While the written gospels were originally understood as expressions of the larger  Jesus tradition, that tradition faded over time and these four expressions came to viewed as the totality of the tradition, he said.

However, the change to the written form was needed to help preserve the tradition, Dr. Williams said, noting the work of German scholars Jan and Adelia Assman who developed a theory that a collective memory of the past cannot survive across generational divides without a change in the media in which it is preserved and transmitted, he said.

In summary, Dr. Williams said that the memory and transmission of the Jesus tradition had five important ingredients. First, he said, memories of the words and deeds of Jesus were formed throughout his ministry by those who were eyewitnesses, which include some distortion caused by the memory process and social environment influences.

Secondly, the life of Jesus was memorialized in by his followers in a variety of ways (oral performances, rituals, ceremonies, etc.), he continued, and then was transmitted by Christian missionaries around the ancient world, a process which helped offset some of the deficiencies of memory while still allowing for change and adaptation.

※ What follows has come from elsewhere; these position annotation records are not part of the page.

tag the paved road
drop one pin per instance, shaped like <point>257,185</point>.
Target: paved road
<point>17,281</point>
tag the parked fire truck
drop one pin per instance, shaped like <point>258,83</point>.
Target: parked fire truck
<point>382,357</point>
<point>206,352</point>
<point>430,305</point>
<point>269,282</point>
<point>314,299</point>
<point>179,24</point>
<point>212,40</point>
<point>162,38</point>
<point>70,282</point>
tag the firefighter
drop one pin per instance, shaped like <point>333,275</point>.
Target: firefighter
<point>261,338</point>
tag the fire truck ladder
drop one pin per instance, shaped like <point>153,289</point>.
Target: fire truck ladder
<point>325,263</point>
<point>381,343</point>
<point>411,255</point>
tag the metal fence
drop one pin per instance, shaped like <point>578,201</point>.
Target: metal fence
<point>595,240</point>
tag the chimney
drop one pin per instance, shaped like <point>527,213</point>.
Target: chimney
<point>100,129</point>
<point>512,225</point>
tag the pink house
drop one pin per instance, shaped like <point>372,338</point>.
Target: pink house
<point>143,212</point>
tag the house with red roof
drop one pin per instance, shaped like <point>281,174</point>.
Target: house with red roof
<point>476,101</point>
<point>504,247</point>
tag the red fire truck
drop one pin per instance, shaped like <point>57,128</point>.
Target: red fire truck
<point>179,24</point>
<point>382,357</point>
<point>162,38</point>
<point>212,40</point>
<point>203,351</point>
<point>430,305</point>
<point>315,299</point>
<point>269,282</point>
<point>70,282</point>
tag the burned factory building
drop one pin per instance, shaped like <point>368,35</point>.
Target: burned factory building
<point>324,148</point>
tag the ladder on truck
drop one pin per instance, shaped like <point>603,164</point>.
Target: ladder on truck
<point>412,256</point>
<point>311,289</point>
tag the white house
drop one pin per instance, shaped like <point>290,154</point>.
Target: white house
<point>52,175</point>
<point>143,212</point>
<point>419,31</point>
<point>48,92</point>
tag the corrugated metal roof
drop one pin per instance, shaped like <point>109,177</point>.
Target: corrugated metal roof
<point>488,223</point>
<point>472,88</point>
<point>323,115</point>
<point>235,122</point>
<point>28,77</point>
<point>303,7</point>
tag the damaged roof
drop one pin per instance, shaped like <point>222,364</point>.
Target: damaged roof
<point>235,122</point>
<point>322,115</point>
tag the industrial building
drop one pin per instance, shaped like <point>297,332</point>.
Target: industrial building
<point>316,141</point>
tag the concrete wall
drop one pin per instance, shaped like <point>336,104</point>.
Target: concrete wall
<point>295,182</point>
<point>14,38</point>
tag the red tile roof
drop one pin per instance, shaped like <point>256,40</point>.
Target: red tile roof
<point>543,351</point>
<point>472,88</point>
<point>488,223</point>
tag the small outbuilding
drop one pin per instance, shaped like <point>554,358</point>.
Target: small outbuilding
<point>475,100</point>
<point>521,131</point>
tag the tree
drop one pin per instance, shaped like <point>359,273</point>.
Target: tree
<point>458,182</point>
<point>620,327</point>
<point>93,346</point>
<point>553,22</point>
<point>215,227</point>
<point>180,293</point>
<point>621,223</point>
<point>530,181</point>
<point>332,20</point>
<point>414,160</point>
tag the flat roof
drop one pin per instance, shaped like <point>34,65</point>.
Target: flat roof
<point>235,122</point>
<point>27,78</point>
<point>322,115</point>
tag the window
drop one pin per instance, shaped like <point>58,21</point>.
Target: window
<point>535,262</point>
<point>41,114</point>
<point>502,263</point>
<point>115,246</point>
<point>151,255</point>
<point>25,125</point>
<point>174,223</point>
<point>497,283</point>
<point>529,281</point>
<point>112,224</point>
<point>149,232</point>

Fourthly, the Jesus story was adapted to fit new and evolving circumstances of early Christian communities as time passed and situations changed, he said. And lastly, different expressions of the larger Jesus tradition were written down in an attempt to transform the communicative memory into a more durable form.

“The memories of Jesus were formed by eyewitnesses but influenced by communities,” he said. “They were grounded in the past but reconstructed in the present, stable through the repetition but malleable from social change and representative of tradition but reflecting singular performance.”